In 2017, the Halos couldn’t prevail in the AL West, so they need to rebound from their struggles. The Angels’ GM came out strong halfway through 2017 at the trade deadline and picked up Justin Upton from the Tigers. Most fans around baseball said to themselves, “Oh yeah, Upton isn’t going back to the Angels, they suck.” Well now I can tell them “I told you so”, because Eppler re-signed him for 5 years, and 106 million. With the buzz uprising about Japanese superstar, Shohei Ohtani, the Angels were in on him from the start. Eppler cared so much for the organization and when they first got him he said that “he felt a level of elation that was comparable to only two other milestones in his life: his wedding and the birth of his son.” This shows that he wouldn’t give up no matter what for the sake of the organization. Ohtani was Eppler’s new son to be raised in the city of Anaheim. Eppler had been scouting Ohtani since his rookie year for the Fighters in Japan and they had a certain connection from the start. The Angels wouldn’t be quite done from there.
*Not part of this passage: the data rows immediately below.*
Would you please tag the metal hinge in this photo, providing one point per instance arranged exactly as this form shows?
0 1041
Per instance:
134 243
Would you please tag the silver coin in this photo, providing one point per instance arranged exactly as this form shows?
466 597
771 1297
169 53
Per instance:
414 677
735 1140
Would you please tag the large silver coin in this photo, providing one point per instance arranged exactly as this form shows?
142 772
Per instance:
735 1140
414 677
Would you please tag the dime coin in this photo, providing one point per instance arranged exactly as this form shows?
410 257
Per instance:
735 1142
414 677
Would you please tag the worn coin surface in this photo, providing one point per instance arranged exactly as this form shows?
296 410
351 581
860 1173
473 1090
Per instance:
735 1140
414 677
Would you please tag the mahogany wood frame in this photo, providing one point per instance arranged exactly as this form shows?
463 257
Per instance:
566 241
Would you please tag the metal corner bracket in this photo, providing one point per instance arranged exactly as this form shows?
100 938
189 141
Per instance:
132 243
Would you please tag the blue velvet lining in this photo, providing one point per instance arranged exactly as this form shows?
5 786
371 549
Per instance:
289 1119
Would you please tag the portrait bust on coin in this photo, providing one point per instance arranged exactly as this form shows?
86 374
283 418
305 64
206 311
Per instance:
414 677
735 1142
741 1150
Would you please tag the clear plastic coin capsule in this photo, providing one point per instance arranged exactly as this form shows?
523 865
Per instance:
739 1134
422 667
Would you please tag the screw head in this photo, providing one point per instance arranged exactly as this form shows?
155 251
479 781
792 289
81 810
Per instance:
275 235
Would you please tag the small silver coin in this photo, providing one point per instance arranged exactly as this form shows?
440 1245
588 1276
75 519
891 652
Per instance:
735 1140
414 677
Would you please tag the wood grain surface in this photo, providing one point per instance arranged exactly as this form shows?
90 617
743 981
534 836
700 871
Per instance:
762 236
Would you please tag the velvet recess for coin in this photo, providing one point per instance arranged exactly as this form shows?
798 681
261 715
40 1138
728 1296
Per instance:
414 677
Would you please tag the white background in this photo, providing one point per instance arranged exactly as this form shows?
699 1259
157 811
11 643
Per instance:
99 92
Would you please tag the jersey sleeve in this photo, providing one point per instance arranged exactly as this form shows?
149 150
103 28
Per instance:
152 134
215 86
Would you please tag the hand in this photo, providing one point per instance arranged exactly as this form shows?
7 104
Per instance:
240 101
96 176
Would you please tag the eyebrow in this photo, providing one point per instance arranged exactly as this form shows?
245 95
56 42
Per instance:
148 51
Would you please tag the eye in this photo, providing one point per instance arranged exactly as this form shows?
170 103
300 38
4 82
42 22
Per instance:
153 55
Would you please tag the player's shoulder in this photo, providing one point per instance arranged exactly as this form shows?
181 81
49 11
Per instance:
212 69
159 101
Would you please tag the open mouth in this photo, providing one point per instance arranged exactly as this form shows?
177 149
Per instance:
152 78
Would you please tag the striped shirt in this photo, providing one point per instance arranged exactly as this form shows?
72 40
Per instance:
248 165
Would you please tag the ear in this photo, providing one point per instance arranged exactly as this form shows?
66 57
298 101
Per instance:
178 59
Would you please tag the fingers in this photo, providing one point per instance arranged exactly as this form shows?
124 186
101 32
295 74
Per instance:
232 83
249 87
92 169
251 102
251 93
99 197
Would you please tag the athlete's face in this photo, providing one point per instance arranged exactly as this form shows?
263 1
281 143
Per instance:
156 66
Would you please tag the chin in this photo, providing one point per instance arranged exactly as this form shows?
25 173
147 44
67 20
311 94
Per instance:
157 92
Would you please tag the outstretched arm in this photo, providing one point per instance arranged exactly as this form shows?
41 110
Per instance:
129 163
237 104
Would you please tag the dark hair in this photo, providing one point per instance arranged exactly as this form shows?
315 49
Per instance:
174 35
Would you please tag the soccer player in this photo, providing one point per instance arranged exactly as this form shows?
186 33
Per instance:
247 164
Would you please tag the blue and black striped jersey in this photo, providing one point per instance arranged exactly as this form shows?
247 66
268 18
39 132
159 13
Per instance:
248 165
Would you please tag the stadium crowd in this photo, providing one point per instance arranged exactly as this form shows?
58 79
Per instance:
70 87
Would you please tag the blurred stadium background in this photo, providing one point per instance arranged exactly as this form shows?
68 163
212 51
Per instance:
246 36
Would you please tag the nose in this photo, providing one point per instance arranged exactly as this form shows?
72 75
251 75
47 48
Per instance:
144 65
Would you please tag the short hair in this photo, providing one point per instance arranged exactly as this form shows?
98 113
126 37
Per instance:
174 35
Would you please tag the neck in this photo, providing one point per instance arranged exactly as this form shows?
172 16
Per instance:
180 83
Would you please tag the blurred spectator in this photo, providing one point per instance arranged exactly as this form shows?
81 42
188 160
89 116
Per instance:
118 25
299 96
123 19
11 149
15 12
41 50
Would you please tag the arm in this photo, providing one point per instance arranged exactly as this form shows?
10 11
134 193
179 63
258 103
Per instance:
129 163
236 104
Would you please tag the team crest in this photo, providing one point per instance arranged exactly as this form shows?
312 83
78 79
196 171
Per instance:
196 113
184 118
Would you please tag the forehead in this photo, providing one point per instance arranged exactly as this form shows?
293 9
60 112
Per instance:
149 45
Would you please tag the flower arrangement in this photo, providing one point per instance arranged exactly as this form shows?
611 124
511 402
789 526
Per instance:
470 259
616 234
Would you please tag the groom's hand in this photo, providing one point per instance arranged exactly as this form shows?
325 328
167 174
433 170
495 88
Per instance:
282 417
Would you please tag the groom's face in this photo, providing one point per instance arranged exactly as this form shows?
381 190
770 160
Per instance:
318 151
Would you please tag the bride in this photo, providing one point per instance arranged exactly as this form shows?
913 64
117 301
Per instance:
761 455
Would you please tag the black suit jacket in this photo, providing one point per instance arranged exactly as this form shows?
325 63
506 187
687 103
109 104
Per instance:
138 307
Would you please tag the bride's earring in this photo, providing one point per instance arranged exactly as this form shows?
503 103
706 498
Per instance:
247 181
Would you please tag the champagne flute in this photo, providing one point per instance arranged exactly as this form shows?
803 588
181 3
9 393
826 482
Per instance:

They would also acquire second baseman Ian Kinsler from the Tigers via trade and Zack Cozart from free agency. The moves both add depth to the lineup, and continue Eppler’s legacy of adding underrated guys on smaller commitments. Most overlook the signing by the Angels of Kevin Maitan, who is only 17 but was named one of the top international picks in 2016 for the Atlanta Braves. The Halos picked him up due to the international signing scandal that the Braves faced, when they were forced to release him. For 2018, the Angels lineup seems set, although they still could add more to their rotation and bullpen. Billy has already looked passed the failures of acquiring Angels in the past and completely transformed the team into a much better roster, but we’ll have to see what happens next as spring training approaches. The team is looking to rebound past the days of Dipoto and his Dollars into a team of greatness led by the one and only Billy Eppler.